It’s easy to mock the Democrats’ hysteria over all this, which seems mostly like an inability to accept that they lost an election they thought was in the bag. Instead, they blame a password-phishing scam that John Podesta fell for like somebody’s technologically-challenged grandmother. (Another IowaHawk tweet: “Breaking: State Dept expels 20 Nigerian diplomats after John Podesta fails to receive $1 million wire transfer from nephew of General Okezi.”) And, partly to cover for Hillary and to delegitimize Trump, much of the press has talked about “election hacking” in a way that suggests — entirely falsely — that the Russians were changing votes instead of (maybe) being the ones who copied embarrassing emails from John Podesta and gave them to Wikileaks. (I say “maybe” because some people, like Ars Technica’s security editor Dan Goodin, don’t think that the Obama Administration has made the case that the Russians were behind it.)
But there’s more to the story, and some of it is worth more than mockery.

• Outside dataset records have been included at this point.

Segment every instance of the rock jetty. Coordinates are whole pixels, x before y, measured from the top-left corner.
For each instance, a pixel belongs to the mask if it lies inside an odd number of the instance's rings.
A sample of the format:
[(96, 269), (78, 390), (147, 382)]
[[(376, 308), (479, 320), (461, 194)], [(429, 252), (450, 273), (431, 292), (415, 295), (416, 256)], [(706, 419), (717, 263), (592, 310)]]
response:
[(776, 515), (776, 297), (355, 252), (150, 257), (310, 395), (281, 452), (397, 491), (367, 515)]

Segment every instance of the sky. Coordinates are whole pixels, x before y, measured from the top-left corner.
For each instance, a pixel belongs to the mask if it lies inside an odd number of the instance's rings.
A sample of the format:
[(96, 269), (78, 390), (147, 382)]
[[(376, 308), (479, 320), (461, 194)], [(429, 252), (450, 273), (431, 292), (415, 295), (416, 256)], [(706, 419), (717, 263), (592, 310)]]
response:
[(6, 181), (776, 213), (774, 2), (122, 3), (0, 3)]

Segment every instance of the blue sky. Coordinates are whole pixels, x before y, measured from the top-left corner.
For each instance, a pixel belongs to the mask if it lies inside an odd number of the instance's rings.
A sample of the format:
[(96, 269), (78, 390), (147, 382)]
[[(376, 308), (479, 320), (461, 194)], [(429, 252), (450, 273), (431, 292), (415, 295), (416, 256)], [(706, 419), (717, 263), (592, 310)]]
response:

Whoever stole John Podesta’s emails (and if I were a betting man, I’d bet it was the Russians) was able to do so because of basic failures in email security. Those failures have been a hallmark of this administration — we’ve had several really major hacks by foreign intelligence services including one characterized by experts as a cyber Pearl Harbor and yet none created the hysteria that Podesta’s emails have. Hillary’s private, illegal email server was almost certainly compromised by foreign intelligence services, and if so, had she been elected president she may have been open to blackmail and manipulation.